Attempted randomized controlled trial of pamidronate versus calcium and calcitriol supplements for management of steroid-induced osteoporosis in children and adolescents.

作者信息

Brown J J, Zacharin M R

机构信息

Department of Endocrinology and Diabetes, Royal Children's Hospital, Parkville, Victoria, Australia.

出版信息

J Paediatr Child Health. 2005 Nov;41(11):580-2. doi: 10.1111/j.1440-1754.2005.00720.x.

Abstract

OBJECTIVES

To describe an attempted interventional trial for glucocorticoid-induced osteoporosis in children and adolescents and to discuss the reasons for trial failure to inform future interventional studies in this important group of patients.

METHODS

Prospective randomized controlled trial comparing the effect of bisphosphonate therapy with calcium and vitamin D supplementation on bone mineral accrual is described.

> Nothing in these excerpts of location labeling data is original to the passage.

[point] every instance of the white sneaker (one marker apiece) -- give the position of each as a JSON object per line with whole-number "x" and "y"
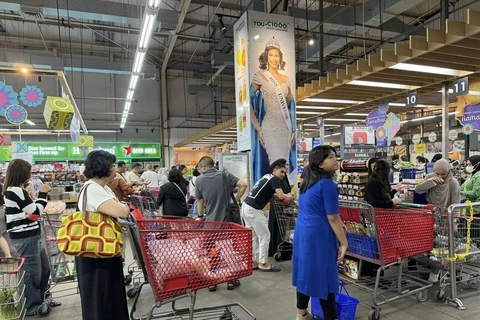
{"x": 308, "y": 316}
{"x": 433, "y": 277}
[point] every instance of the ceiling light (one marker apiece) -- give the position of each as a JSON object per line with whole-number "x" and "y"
{"x": 308, "y": 112}
{"x": 153, "y": 4}
{"x": 129, "y": 95}
{"x": 337, "y": 119}
{"x": 316, "y": 108}
{"x": 147, "y": 27}
{"x": 133, "y": 82}
{"x": 357, "y": 114}
{"x": 332, "y": 101}
{"x": 382, "y": 85}
{"x": 429, "y": 69}
{"x": 138, "y": 62}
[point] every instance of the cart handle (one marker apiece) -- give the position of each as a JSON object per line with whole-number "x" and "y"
{"x": 19, "y": 267}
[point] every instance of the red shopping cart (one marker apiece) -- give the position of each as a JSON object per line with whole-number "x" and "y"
{"x": 387, "y": 238}
{"x": 181, "y": 257}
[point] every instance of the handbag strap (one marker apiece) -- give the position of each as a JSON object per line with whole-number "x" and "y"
{"x": 225, "y": 187}
{"x": 179, "y": 189}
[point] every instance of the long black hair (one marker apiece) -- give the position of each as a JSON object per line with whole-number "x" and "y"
{"x": 381, "y": 173}
{"x": 313, "y": 172}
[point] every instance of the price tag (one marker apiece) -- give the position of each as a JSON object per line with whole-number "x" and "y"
{"x": 411, "y": 100}
{"x": 460, "y": 86}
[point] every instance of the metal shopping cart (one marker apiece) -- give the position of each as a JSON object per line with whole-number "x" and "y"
{"x": 456, "y": 256}
{"x": 12, "y": 289}
{"x": 387, "y": 238}
{"x": 286, "y": 215}
{"x": 180, "y": 257}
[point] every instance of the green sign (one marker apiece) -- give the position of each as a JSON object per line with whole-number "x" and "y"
{"x": 61, "y": 151}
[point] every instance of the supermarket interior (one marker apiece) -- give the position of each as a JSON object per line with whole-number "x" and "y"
{"x": 262, "y": 159}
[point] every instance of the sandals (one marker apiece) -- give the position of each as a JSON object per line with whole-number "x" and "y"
{"x": 233, "y": 284}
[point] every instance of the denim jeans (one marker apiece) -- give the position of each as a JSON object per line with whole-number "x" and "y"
{"x": 36, "y": 268}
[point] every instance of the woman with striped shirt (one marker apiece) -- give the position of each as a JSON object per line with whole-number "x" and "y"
{"x": 22, "y": 215}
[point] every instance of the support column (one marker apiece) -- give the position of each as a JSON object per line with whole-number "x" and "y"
{"x": 445, "y": 120}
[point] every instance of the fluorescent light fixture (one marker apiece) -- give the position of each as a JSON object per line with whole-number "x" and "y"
{"x": 336, "y": 119}
{"x": 147, "y": 28}
{"x": 429, "y": 69}
{"x": 342, "y": 101}
{"x": 316, "y": 108}
{"x": 130, "y": 95}
{"x": 357, "y": 114}
{"x": 425, "y": 118}
{"x": 153, "y": 4}
{"x": 138, "y": 62}
{"x": 133, "y": 82}
{"x": 388, "y": 85}
{"x": 309, "y": 112}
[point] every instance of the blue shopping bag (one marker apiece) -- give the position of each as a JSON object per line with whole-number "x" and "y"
{"x": 346, "y": 305}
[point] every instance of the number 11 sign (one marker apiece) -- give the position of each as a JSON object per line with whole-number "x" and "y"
{"x": 460, "y": 86}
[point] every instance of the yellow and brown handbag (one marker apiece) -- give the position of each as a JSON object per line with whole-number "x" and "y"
{"x": 90, "y": 234}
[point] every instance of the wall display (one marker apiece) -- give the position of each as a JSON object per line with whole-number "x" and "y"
{"x": 416, "y": 138}
{"x": 242, "y": 84}
{"x": 7, "y": 97}
{"x": 452, "y": 135}
{"x": 358, "y": 135}
{"x": 270, "y": 59}
{"x": 16, "y": 114}
{"x": 58, "y": 113}
{"x": 31, "y": 96}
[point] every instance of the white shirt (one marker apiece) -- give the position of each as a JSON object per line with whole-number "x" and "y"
{"x": 151, "y": 177}
{"x": 96, "y": 196}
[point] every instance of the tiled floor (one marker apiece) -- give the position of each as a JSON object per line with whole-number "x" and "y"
{"x": 271, "y": 296}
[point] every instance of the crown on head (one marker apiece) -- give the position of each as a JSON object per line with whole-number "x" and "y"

For non-trial patients, retrospective analysis of the effect of calcium and vitamin D supplementation combined with bisphosphonate treatment on bone mineral accrual.

RESULTS

Only 12 patients were enrolled in the trial over 4 years. Bisphosphonate recipients (n = 5) had a mean annual percentage increase in lumbar spine bone mineral density of 8.76 +/- 5.2% compared to 6.6 +/- 4.0% in the calcium/vitamin-treated group (difference not significant). Mean annual change in lumbar spine areal bone mineral density in non-trial patients (n = 11) was 3.72 +/- 2.5%.

CONCLUSION

Conducting a randomized controlled trial in this group of corticosteroid users is difficult, given the unpredictable nature of the underlying disease and intermittent need for steroid treatment. The trial failed through inadequate recruitment combined with discontinued interventions.

摘要

目的

描述一项针对儿童和青少年糖皮质激素诱导性骨质疏松症的介入性试验,并讨论试验失败的原因,以便为这一重要患者群体未来的介入性研究提供参考。

方法

描述一项前瞻性随机对照试验,比较双膦酸盐疗法与补充钙和维生素D对骨矿物质积累的影响。对于非试验患者,回顾性分析补充钙和维生素D联合双膦酸盐治疗对骨矿物质积累的影响。

结果

4年期间仅有12名患者入组该试验。接受双膦酸盐治疗的患者(n = 5)腰椎骨矿物质密度的年平均百分比增加为8.76±5.2%,而钙/维生素治疗组为6.6±4.0%(差异不显著)。非试验患者(n = 11)腰椎面积骨矿物质密度的年平均变化为3.72±2.5%。

结论

鉴于潜在疾病的不可预测性以及对类固醇治疗的间歇性需求,在这组使用皮质类固醇的患者中进行随机对照试验很困难。该试验因招募不足以及干预措施中断而失败。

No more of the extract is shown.